Throughout history, female desire has been portrayed as one of the most destabilizing and dangerous forces. It caused Cleopatra to throw away her kingdom for an ill-fated dalliance with Marc Antony.
What do women want? adventures in the science of female desire by daniel bergner
Even after the sexual revolution of the s, lusty women still tend to be slut-shamed by their peers and reduced by popular culture to a Girls Gone Wild stereotype. The provocative cover story stirred up plenty of controversy, prompting even the liberal author Greg Mitchell to gawk at its photos of women mid-orgasm, while cultural anthropologists criticized Bergner for making blanket statements about women despite that none of his research ventured outside the Western Hemisphere.
Tripping through history, from evolutionary biology and psychology to the Bible, the author slowly picks apart our deep-seated belief that monogamy is the natural domain of women and that females are uniquely qualified to thrive inside of a long-lasting commitment to only one sexual partner.
Among his most compelling and titillating pieces of evidence that women are built to be just as horny as men: that their arousal, measured by blood flow to the vagina in a lab, spikes while watching hard-core pornography; that female monkeys will relentlessly pursue lazy male monkeys to mate; that female rats will take it upon themselves to mount male rats; that women for one in three online porn users.
He also notes how female rats and other mammals have clitorides, which seem to exist only for the purpose of sexual arousal—a fact that has intrigued evolutionary biologists and upended notions about female desire across a variety of species. Still, Bergner seems to be onto something when he comes to the conclusion that women also crave sexual novelty—and that they struggle with monogamy just as much as their male counterparts.
So here we finally have the real problem with female lust, according to Bergner: that it takes a sharp nosedive in monogamous relationships. The implication is that if only the wives were more enthusiastic about having sex with their husbands, the thorny mystery that is monogamy would be solved or, at least, improved.
But Bergner thinks a tiny pharmaceutical company called Emotional Brain has stumbled upon a solution that will help women desire their partners more: Lybrido, a. While the former consists of a Viagra-like chemical that causes blood to engorge the genitals as well as testosterone, which triggers dopamine production, the latter contains buspirone, a compound that can temporarily suppress serotonin.
Perhaps then we will be better equipped to get out of bad relationships or stay in good ones.
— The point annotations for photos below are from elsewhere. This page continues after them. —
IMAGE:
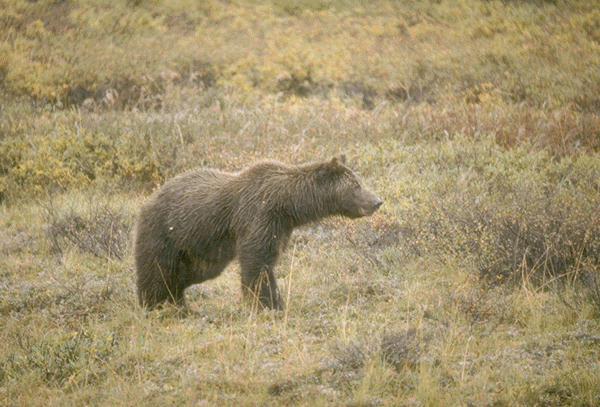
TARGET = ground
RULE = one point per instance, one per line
(476, 283)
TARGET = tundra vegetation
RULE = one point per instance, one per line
(478, 282)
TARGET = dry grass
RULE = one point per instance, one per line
(477, 283)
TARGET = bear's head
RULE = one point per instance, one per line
(347, 195)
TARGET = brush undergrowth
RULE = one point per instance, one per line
(478, 283)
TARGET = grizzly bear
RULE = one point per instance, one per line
(198, 222)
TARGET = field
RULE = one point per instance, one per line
(478, 122)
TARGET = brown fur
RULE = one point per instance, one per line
(198, 222)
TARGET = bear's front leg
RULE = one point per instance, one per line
(258, 279)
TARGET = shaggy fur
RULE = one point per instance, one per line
(198, 222)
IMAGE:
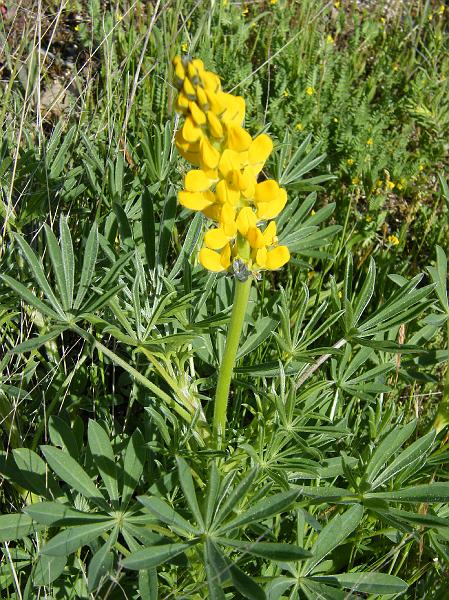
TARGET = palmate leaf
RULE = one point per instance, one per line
(434, 492)
(103, 455)
(333, 534)
(72, 538)
(387, 448)
(368, 582)
(155, 555)
(39, 275)
(16, 526)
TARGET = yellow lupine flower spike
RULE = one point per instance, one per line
(225, 187)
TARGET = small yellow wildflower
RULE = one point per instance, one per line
(393, 240)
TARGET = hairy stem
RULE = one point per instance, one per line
(241, 295)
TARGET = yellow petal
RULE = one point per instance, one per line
(246, 219)
(225, 256)
(255, 238)
(226, 194)
(269, 234)
(196, 181)
(211, 260)
(180, 73)
(215, 126)
(277, 258)
(196, 200)
(211, 82)
(202, 98)
(215, 239)
(198, 64)
(229, 162)
(261, 257)
(189, 90)
(212, 212)
(209, 155)
(238, 138)
(197, 114)
(193, 74)
(259, 151)
(190, 131)
(227, 216)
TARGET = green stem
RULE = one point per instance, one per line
(241, 295)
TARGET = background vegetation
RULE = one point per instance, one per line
(111, 334)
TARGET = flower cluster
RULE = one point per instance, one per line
(225, 185)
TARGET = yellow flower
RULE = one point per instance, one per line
(393, 240)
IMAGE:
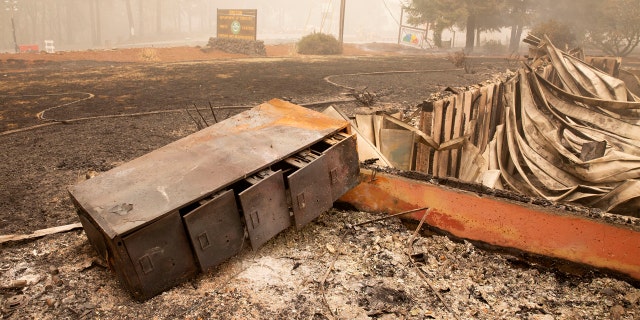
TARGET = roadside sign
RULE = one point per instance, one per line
(237, 24)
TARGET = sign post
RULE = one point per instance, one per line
(237, 24)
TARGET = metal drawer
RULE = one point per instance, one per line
(161, 256)
(215, 230)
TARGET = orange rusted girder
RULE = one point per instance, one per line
(505, 223)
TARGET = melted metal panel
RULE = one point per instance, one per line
(265, 208)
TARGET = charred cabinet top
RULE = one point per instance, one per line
(149, 187)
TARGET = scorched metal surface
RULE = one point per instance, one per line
(179, 173)
(160, 218)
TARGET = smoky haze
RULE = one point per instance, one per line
(85, 24)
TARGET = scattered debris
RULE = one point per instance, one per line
(40, 233)
(232, 45)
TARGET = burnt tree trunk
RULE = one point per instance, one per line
(471, 30)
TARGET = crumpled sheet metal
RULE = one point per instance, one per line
(531, 228)
(550, 113)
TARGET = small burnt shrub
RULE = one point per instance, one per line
(319, 43)
(459, 59)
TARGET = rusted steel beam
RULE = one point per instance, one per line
(505, 223)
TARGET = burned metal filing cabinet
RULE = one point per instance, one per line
(181, 209)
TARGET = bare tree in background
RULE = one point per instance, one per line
(615, 29)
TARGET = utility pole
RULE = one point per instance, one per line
(342, 7)
(12, 6)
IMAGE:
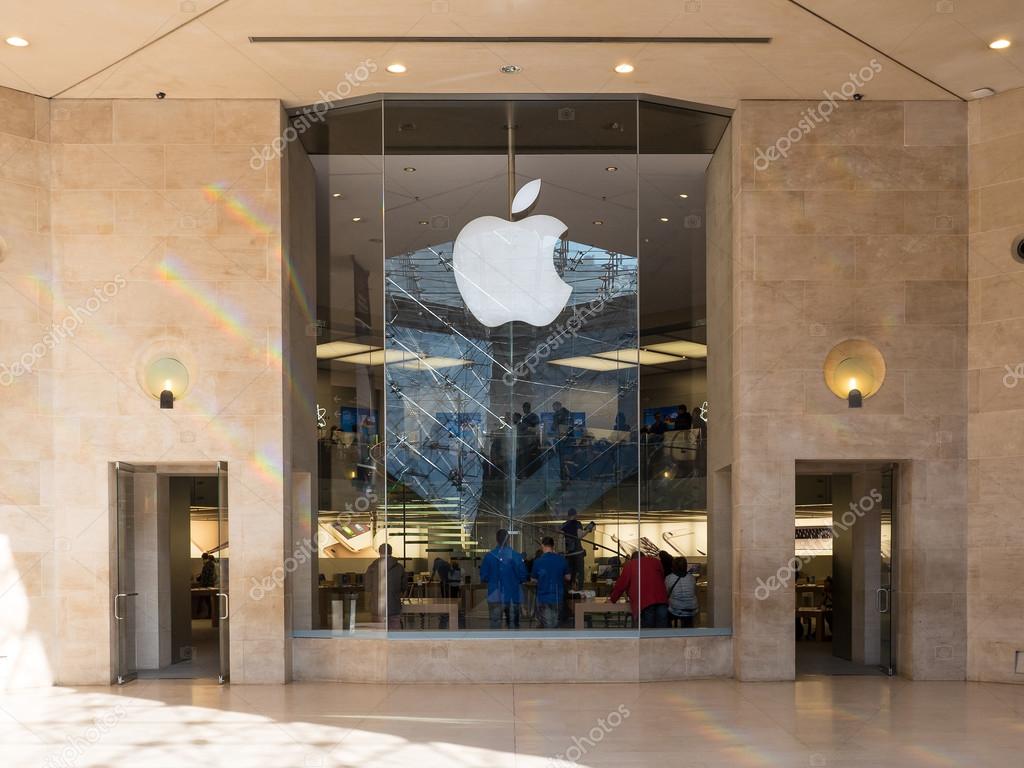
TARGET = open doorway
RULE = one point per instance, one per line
(844, 552)
(170, 608)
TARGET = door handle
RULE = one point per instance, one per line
(121, 594)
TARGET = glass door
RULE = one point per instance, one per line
(124, 598)
(885, 591)
(220, 553)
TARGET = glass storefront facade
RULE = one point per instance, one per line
(512, 401)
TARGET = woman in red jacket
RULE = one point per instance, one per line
(643, 580)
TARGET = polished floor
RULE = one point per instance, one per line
(828, 722)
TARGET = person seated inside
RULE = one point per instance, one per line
(682, 589)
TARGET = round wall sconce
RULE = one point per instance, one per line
(854, 370)
(166, 378)
(1017, 250)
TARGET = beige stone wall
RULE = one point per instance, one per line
(859, 231)
(157, 236)
(995, 448)
(28, 615)
(508, 660)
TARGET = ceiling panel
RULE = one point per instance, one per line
(201, 48)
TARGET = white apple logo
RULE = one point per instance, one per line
(505, 269)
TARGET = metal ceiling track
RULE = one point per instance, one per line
(504, 39)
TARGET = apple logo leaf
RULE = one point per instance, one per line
(526, 196)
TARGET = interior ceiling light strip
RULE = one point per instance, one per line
(504, 39)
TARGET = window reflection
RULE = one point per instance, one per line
(496, 477)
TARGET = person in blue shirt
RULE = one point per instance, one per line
(504, 571)
(551, 571)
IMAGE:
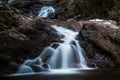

Tuiten would never have developed Lybrido or Lybridos were it not for his dogged determination to better understand why a girlfriend suddenly stopped desiring him, leaving him brokenhearted, after living with him for years.
But even Bergner admits that a pill can only go so far. And while What Do Women Want?
Even the researchers whose studies he quotes seem to be as mystified as the rest of us about how and why women get aroused or not. How many different types of orgasms can women actually have? Does the elusive G-spot exist? No one apparently knows for sure, even after decades of searching.
What do women want?: adventures in the science of female desire by daniel bergner – review
So what do we know? We know that an arousal pill for women may be available as soon asand that sexually frustrated women can then presumably have it all—a dependable, if slightly boring husband at one moment and a passionate, almost illicit lover at the next. Well, at least for a bit.
Crossword Newsletters. TECH Disinformation. Lizzie Crocker. Updated Nov.